Sunny South Guards

Military Flag Presentation Ceremony


The following Florida Veteran is being honored in this project:



Age at enlistment: 20

Born:  4/8/41 Marshall Co., MS

Parents:  Father:  John, Mother: Martha Brown Carson.

Died:  3/14/1903 Havana Cuba

Final Resting Place:  Brandon Family Cemetery, Brandon, FL

Married:  Johanna Cavacevich 7/17/66

Came to Florida with his parents in 1857.

He enlisted
8/10/61 as Private at Tampa and was appointed 5th Sgt 6/10/62.
He was captured 11/25/63 at Missionary Ridge: he
"... kept his position until the enemy were in a few feet of the ditches ...." He was sent to Rock Island POW Camp, Chicago, IL and despite his absence, he was promoted 3rd Corporal in early 1864.  He was forwarded for exchange 3/2/65.  His name appears on the honor roll of Chickamauga.

James' father, John Brandon arrived at Ft. Brooke (now Tampa) in January 1857, migrating from Mississippi.  Mr. Brandon and his wife, Martha, along with their six sons, first moved his family to what is now the Seffner area. Then in August 1858, John Brandon purchased 40 acres of land in the New Hope area (now Brandon) located south of Hopewell Road  (now State Road 60) between Parsons and Avenue and Lithia Road. 

John's and his four sons served for the Confederacy:  Franklin and Jarrett (and their father, John), served in Munnerlyn's Battalion.
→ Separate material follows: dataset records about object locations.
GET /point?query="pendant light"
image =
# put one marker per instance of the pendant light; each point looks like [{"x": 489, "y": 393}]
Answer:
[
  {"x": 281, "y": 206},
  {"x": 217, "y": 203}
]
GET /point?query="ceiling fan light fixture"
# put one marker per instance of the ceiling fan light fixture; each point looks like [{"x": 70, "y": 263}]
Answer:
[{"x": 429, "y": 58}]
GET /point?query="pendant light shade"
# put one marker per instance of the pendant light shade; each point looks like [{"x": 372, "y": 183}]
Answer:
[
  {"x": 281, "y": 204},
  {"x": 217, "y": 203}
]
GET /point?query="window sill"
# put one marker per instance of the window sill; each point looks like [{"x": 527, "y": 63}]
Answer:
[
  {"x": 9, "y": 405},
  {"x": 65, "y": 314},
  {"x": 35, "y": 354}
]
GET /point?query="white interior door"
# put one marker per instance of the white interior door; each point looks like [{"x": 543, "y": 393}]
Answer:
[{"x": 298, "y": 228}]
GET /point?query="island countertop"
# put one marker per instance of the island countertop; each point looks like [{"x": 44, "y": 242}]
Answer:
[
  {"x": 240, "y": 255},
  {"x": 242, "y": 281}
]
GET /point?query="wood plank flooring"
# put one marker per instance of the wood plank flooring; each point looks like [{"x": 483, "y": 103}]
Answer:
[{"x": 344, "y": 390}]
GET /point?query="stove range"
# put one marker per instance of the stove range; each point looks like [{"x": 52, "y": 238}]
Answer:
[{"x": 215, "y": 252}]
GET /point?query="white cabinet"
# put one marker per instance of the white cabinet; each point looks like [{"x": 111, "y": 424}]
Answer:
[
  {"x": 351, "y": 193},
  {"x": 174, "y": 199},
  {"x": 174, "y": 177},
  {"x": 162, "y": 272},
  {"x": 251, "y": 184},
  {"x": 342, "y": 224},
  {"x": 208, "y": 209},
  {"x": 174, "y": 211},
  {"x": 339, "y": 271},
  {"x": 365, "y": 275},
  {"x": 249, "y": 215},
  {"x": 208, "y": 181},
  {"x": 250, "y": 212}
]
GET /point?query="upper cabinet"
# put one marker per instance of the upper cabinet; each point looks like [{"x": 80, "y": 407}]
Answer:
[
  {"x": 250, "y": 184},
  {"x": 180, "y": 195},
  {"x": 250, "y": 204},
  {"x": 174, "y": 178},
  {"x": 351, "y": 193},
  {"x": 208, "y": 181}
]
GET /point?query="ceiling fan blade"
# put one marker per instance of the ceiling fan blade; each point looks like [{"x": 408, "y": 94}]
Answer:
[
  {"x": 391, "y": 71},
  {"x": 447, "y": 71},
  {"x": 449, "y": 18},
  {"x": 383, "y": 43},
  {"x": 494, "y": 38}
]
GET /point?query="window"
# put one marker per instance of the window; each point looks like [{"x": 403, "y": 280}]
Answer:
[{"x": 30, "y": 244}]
The fourth, Robert Marion Brandon, served in Company D, 2nd Mississippi Regiment and was killed at Gettysburg.

Marta Brandon died in 1867 and John moved his family to Bartow, leaving everything he owned to his son, James Henry Brandon.

 In 1876, James built a Beautiful home for his wife, Joanna, which is a well known Brandon landmark, the Stowers Funeral Home still located on State Road 60 (now Brandon Boulevard).

Meanwhile, John Brandon was married to Victoria in 1868, and in 1874 they moved back to New Hope.  He homesteaded 160 acres and called his place “Brandon”. Their home was located in what would become the corner of Kings Avenue and Victoria Street. Four years later the New Hope Church was built on land donated by Mr. Brandon. This church also served as the first school in the community in the 1870s. After John’s death in 1886, Victoria took a leading role in the budding community, serving as the first postmistress and requesting a civil engineer of the railroad to survey and lay out a town site. The new town was officially given the name of Brandon.  Descendants of the Brandons still live in the area.


After the war, James and his wife raised seven children. James was a prominent orange grove owner and was a member of Hillsborough United Confederate Veteran Camp 41 in 1891.